I’ll freely admit that games will rarely be the most efficient way to achieve learning goals. Fitting games within the specified amount of hours students are supposed to be in school, like a regular class, will never work, because games are not a regular class. They do not work the same way, and neither can you measure their results the same way.
But although games may not be efficient as a teaching method, they may still be effective as a teaching method. There is not much research out there yet, but the research that has been done points to the fact that “game-based learning” -a broad term- (a) scores high on students’ retention of new information, (b) does a good job of engaging students who have trouble with “traditional” forms of learning such as reading and making exams and (c) works well in training group cooperation skills. See for example sources:
- Mind/Shift, Games In The Classroom: What The Research Says
- Learning Science Through Computer Games and Simulation, chapter 3, Simulations and Games in the Classroom
- Daniel Willingham, Meta-analysis: Learning from Games
But there is another reason to adopt games as teaching tools. This is that although games may take up much of “school time”, when students enjoy them, they will sometimes continue to play or plan and evaluate their play outside school time. If the “fun” part of the game coincides with the educational (and of course it does not always, that’s why teachers should always carefully select games), the process of learning will span a longer time and have more repetition, which generally causes students to retain information better. Actually, it’s not much different from books.
Games distract from learning things that matter
And I can’t really write a blog like this without at least discussing this objection that troubles the project of games in education as a whole, basically: the conviction that having fun with games cannot coexist with learning.

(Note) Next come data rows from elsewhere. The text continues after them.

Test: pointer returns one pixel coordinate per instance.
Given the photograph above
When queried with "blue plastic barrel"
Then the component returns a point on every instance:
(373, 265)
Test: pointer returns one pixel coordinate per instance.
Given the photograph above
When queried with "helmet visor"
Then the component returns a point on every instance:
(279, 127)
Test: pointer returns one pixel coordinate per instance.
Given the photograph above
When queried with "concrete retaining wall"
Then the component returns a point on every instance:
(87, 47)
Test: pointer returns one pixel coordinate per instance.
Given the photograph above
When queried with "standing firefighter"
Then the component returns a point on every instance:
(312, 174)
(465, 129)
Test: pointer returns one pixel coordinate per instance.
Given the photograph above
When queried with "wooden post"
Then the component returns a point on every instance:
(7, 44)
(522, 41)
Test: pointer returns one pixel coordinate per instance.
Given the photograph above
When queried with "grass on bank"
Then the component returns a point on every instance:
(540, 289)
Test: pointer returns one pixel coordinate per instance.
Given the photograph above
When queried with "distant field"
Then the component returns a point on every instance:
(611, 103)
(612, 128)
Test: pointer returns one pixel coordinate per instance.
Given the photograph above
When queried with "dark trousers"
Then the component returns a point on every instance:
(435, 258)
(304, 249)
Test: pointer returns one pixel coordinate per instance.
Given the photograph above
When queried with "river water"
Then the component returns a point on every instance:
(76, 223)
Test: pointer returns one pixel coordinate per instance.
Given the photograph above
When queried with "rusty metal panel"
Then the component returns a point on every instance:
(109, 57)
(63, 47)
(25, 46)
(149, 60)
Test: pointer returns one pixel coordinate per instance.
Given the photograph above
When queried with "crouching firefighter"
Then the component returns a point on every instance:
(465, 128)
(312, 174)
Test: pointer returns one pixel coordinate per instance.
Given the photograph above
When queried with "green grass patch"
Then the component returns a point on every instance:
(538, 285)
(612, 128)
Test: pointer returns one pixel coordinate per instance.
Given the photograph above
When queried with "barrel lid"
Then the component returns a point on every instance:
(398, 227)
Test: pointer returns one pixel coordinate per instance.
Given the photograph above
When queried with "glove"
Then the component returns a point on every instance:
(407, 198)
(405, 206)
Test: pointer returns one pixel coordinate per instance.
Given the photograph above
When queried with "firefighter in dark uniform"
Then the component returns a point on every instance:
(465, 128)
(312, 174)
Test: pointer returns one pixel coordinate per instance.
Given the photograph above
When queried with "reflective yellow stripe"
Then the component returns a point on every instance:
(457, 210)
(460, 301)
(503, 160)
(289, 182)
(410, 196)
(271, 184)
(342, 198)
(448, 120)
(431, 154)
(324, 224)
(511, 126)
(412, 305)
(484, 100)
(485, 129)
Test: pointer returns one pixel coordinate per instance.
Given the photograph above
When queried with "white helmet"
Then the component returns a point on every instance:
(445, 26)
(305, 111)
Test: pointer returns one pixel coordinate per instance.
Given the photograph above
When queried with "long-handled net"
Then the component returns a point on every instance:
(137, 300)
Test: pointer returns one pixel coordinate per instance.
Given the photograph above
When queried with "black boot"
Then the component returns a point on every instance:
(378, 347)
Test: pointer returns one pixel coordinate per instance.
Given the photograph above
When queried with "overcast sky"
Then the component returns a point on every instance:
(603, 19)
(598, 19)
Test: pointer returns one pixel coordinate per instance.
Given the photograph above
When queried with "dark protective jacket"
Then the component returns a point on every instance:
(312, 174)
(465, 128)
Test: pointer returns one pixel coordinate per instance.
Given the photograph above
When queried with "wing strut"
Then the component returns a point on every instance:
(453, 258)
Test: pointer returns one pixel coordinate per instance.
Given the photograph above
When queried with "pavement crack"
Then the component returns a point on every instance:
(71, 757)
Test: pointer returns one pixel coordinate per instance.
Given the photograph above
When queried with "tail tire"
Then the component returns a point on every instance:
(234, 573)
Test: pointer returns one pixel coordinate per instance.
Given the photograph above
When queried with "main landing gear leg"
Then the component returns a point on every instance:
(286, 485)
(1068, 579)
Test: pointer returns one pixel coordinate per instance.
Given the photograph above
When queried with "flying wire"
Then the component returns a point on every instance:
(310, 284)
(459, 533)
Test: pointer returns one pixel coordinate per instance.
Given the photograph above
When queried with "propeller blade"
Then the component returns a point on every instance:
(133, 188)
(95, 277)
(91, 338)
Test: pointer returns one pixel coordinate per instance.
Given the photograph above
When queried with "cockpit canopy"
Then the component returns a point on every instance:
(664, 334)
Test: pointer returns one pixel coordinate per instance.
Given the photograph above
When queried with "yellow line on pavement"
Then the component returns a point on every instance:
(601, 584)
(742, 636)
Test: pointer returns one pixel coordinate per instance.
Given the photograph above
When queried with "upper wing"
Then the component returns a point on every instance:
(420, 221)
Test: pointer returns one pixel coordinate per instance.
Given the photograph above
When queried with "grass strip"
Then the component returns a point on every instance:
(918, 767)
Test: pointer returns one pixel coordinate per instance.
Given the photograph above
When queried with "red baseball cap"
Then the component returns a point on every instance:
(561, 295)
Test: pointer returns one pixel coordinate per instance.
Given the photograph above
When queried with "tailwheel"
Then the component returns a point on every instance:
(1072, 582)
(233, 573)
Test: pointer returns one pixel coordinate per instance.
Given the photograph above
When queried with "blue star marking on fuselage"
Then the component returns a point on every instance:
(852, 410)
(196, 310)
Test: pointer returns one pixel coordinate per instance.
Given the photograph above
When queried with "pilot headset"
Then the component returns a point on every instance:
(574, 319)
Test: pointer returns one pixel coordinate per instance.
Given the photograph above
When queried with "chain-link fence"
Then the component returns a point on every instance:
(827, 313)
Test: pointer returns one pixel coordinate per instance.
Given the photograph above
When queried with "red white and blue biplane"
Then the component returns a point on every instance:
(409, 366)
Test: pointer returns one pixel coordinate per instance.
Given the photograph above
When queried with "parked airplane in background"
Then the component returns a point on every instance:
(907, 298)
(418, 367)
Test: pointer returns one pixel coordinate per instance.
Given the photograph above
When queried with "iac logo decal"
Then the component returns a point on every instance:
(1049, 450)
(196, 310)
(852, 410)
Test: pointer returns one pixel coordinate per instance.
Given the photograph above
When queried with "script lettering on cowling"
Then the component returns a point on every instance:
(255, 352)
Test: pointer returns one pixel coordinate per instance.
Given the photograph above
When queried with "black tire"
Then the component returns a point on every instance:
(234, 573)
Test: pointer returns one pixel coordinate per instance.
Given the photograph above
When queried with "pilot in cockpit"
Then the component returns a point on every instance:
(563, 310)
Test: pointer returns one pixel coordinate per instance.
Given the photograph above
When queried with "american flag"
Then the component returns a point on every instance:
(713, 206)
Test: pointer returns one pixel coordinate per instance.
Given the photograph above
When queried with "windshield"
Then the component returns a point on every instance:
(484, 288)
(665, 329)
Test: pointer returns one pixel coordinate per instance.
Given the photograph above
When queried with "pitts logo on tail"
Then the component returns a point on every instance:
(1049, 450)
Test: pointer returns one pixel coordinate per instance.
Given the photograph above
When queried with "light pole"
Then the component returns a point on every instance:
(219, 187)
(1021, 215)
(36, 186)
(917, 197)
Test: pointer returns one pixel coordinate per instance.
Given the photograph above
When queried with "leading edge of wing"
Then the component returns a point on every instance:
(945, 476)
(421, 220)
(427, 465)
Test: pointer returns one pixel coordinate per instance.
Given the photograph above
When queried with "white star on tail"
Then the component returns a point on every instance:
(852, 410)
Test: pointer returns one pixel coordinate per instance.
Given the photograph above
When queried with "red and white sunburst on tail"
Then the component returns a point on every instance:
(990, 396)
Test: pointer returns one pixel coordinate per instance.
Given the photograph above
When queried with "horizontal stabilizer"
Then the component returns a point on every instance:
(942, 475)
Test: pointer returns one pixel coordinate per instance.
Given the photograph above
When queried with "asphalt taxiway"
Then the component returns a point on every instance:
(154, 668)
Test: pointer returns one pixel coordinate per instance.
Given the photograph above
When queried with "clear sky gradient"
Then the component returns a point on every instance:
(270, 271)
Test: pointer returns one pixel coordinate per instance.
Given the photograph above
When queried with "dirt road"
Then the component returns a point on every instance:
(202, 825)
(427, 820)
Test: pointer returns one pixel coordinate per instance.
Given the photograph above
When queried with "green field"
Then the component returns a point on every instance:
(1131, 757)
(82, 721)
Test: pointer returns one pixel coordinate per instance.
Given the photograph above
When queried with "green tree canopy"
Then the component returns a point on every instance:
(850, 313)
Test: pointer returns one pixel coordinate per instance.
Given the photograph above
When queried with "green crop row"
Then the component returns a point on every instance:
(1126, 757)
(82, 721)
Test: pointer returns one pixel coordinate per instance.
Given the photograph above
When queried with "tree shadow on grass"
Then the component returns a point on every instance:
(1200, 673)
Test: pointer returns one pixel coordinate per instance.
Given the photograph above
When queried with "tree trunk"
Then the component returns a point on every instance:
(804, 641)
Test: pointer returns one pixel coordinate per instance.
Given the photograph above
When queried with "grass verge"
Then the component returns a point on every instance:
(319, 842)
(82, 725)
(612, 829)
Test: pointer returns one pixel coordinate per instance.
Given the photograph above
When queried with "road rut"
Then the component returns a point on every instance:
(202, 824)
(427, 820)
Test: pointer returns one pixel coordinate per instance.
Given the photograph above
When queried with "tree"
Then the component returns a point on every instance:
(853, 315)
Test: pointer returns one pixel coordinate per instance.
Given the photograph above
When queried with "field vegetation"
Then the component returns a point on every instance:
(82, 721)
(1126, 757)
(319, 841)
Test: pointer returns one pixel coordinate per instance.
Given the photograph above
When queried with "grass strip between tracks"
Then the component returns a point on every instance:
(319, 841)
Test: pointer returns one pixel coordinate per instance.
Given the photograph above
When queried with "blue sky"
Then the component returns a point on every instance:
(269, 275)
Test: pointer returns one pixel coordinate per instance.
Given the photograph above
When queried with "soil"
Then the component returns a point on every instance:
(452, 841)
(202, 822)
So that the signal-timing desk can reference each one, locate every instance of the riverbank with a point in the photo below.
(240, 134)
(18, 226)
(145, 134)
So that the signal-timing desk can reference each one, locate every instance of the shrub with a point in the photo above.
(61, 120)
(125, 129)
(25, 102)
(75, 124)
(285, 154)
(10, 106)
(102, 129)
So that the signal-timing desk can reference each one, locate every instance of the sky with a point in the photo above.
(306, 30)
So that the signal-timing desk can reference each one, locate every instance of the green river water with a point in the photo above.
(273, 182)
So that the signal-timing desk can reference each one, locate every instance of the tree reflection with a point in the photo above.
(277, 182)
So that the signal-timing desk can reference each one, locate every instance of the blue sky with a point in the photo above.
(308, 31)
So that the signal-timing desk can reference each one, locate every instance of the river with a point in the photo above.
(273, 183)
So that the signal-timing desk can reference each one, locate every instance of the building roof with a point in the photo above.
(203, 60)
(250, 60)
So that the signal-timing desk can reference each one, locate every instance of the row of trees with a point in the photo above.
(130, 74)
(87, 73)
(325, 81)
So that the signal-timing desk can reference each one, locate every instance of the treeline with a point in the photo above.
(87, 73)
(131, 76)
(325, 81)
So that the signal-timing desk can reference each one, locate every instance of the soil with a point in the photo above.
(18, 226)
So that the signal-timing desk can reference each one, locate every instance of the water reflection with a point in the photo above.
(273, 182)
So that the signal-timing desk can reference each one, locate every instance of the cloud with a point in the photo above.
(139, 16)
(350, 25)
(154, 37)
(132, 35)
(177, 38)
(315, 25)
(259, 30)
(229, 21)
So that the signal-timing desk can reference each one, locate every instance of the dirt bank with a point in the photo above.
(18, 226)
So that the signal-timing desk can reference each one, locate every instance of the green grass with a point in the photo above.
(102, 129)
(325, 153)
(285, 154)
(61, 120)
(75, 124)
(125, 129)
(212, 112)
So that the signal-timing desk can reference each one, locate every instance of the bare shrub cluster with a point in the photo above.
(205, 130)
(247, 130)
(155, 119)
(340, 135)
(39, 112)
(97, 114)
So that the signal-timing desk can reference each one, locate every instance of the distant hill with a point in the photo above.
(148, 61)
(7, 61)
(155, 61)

I’ll be short about this, because it’s utter garbage. It’s not that people will actually support the broader claim that you cannot have fun and learn simultaneously (case in point: books), but because they regard games as lower forms of culture than, for example, books. This is a personal opinion, and the strongest counter argument will be to point out that it is just that, and not a fact. As I pointed out earlier on this blog: of course, you’ll learn very little from playing Candy Crush, but you’ll learn just as little from reading pulp novels. “Games” has become a category as broad as “books”, and there is just no use treating it as one thing. We’ll have to look at games one at a time, and ask for each one: does this game contribute to my educational goal? That is the way in all of education, and for games it’s no different.